Butt comes from a family where his wife is a working woman and has made a name for herself in the industry through her own hard work. His vlogs also show him to be a helpful husband who takes care of his wife and is open to the idea of doing equal chores, which is in complete contradiction to this statement.
But this isn’t the first time the Buddua actor has come under fire for misogynistic comments. In 2021, Butt was asked about his phobias on the Nida Yasir show, where he turned the question around on Yasir who admitted that she was afraid of her husband getting married for a second time. Butt’s response was, “Yes, you should be afraid of this. All women should be afraid of this and so they should pamper their husbands so that they don’t divert their attention somewhere else.”
He was slammed on social media for this ridiculous statement and, in response, posted a seven-minute clip addressing the incident. Instead of accepting his mistake, he accused several “small publications” of using him as clickbait.

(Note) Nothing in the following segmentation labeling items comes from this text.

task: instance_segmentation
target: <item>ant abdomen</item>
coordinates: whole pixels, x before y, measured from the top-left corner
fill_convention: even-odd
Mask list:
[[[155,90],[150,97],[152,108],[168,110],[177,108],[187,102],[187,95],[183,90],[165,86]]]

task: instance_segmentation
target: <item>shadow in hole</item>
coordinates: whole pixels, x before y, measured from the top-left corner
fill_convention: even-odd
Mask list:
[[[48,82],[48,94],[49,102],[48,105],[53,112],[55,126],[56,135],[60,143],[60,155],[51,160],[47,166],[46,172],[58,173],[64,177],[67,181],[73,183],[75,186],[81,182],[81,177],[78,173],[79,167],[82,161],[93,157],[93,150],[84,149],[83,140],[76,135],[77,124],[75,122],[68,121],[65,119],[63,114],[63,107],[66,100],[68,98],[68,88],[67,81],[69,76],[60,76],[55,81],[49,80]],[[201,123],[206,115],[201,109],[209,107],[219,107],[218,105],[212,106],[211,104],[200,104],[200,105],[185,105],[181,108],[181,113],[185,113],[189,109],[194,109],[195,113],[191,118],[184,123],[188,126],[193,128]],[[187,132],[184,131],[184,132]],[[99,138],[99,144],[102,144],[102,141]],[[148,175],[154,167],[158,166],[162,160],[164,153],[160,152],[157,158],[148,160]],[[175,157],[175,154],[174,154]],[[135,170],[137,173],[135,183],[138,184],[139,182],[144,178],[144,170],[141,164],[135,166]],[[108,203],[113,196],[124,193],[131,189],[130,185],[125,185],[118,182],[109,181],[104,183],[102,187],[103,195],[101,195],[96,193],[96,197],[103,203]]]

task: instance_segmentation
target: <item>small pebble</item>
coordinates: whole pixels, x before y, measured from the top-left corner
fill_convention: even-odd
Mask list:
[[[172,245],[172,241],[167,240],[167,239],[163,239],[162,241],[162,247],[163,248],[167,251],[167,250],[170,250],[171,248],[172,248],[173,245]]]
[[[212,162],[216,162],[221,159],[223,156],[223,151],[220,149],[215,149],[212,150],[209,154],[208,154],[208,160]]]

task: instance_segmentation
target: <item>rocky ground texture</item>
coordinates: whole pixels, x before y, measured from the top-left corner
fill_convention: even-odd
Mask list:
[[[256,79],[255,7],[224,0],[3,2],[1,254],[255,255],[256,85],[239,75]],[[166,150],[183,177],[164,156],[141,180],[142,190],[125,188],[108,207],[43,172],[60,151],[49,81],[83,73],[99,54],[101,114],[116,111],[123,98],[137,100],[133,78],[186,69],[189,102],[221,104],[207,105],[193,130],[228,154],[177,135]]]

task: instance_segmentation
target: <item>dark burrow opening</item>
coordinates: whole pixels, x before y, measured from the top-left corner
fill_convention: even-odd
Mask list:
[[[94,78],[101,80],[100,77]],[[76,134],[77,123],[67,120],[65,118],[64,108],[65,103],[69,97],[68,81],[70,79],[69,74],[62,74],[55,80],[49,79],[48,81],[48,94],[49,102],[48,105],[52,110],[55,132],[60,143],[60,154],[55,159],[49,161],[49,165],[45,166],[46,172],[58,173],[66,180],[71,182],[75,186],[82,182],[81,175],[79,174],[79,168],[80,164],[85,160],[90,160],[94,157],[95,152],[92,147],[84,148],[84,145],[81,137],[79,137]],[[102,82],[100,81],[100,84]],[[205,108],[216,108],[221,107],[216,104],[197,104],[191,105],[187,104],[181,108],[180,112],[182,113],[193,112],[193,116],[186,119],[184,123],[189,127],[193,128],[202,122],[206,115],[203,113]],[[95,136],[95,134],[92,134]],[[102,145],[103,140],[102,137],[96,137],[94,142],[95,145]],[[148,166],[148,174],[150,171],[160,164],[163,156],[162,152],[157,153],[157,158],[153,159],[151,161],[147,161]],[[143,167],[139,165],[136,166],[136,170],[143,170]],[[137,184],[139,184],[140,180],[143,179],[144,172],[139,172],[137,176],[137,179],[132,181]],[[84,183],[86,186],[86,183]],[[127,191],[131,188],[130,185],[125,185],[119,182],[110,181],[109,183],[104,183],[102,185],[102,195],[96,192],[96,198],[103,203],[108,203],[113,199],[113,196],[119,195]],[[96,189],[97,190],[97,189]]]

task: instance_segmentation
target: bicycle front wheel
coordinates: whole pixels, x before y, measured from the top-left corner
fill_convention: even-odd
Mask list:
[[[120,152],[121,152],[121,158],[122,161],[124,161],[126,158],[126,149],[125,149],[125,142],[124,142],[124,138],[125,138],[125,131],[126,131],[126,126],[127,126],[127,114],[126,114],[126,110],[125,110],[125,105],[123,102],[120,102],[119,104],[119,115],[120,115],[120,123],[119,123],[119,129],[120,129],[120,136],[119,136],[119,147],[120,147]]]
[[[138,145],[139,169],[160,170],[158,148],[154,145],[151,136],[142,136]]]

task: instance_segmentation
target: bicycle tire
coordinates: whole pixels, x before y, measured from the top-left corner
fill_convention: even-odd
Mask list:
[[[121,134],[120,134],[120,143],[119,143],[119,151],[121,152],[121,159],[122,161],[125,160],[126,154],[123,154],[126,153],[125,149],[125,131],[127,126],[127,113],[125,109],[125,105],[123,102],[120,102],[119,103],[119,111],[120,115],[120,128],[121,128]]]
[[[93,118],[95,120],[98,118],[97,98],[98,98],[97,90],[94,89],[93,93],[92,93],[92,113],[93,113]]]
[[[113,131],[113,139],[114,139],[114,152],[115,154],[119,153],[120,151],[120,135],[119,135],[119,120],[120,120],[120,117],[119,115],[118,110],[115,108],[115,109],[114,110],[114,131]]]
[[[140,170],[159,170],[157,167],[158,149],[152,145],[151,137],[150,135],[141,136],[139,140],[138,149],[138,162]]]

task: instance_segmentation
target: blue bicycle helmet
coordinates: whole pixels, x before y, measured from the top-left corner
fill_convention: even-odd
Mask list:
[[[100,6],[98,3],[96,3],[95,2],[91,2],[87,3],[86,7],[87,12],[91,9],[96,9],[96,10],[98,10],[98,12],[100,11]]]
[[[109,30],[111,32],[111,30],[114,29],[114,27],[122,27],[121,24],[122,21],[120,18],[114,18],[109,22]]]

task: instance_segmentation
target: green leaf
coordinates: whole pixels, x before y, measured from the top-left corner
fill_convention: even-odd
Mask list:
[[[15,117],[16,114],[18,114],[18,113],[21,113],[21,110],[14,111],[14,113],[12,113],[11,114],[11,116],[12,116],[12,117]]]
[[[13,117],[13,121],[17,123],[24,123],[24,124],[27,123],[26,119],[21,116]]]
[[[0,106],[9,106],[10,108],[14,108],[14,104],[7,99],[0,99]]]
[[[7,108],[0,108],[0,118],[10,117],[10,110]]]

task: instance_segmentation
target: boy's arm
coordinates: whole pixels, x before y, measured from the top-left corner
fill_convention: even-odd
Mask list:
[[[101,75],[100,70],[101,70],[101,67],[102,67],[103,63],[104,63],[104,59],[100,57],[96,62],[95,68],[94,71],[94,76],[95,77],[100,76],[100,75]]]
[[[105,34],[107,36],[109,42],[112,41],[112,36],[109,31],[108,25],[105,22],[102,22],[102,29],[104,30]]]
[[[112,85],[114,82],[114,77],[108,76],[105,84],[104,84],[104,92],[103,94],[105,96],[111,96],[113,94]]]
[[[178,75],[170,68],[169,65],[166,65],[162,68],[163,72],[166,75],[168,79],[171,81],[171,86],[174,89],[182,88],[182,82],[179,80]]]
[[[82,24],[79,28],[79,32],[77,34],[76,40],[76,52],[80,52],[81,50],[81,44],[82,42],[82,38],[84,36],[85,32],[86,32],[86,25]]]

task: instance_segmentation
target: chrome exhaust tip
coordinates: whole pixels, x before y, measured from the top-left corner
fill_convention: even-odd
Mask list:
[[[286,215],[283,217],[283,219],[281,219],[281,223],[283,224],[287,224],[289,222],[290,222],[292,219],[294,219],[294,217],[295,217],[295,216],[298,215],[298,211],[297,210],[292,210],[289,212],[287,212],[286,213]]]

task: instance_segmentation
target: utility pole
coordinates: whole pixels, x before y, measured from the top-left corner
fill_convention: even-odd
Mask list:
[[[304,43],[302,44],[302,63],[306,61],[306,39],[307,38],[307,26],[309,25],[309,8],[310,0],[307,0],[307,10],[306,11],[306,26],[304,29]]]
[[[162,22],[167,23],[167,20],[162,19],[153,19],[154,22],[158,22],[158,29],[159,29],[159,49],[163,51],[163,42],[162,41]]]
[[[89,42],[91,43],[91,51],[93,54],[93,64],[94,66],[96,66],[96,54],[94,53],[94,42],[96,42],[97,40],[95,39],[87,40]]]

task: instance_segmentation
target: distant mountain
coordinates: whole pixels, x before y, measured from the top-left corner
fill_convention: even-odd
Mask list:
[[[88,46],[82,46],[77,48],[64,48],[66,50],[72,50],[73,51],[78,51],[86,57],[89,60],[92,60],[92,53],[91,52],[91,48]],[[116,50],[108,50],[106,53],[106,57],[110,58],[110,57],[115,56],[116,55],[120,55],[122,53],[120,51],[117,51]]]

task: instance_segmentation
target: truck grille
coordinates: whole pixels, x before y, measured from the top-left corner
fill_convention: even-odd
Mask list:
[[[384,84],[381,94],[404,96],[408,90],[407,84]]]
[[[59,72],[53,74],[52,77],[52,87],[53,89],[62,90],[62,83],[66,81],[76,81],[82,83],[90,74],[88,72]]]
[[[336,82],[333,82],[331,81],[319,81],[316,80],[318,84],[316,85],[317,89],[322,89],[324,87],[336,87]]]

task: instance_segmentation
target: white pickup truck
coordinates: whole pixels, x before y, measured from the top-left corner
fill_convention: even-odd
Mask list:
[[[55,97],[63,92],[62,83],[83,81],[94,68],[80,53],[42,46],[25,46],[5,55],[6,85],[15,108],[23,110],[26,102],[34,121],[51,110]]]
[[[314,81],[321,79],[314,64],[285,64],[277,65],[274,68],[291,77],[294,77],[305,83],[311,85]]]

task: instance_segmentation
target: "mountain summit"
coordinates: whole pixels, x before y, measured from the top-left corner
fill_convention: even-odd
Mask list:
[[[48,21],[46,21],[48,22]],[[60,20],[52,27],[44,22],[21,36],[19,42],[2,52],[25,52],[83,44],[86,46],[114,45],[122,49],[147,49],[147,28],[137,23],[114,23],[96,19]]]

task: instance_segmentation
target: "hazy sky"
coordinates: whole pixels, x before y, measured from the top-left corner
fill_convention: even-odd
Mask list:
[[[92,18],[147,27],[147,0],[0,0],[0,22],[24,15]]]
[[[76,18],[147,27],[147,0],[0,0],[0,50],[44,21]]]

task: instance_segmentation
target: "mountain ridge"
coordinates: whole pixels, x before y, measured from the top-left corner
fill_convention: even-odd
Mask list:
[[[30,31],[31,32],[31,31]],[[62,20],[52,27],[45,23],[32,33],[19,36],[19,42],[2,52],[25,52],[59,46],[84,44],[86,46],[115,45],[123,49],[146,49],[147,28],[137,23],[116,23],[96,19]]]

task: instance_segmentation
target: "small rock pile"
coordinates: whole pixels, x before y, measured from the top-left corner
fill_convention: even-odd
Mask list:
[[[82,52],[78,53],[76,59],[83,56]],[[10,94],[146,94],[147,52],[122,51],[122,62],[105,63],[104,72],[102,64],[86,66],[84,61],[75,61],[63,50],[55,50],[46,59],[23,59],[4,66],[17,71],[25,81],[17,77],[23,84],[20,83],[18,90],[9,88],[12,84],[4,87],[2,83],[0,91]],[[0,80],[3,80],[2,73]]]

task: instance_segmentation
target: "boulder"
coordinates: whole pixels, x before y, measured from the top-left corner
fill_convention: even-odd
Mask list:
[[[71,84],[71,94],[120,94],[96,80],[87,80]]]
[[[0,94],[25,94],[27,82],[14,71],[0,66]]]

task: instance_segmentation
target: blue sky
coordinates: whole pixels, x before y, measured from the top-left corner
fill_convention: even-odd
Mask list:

The issue is far more complicated than the usual celebrity blunder. From what we can see on social media — though social media is no indicator of a person’s true personality — Muneeb Butt seems to be someone who understands that chores should be shared. He said, “I also cook and I’m really good at it.” But then he also said only women should be the ones cooking.
We don’t know if the confusion is in what he’s saying or what he believes, but sometimes public figures need to learn what not to say. There are a lot of people who idolise both him and his wife, but lack the privilege that the couple have.
For those people, Butt’s or any other public figure’s, such as Sadaf Kanwal’s, ‘opinion’ lifting men up and putting women down serves as validation for piling all the work onto women as well as a sorry justification for why women must do more than men. We don’t need “rules” or “traditions” that perpetuate gender stereotypes — we need more people who talk about sharing the burden and equality.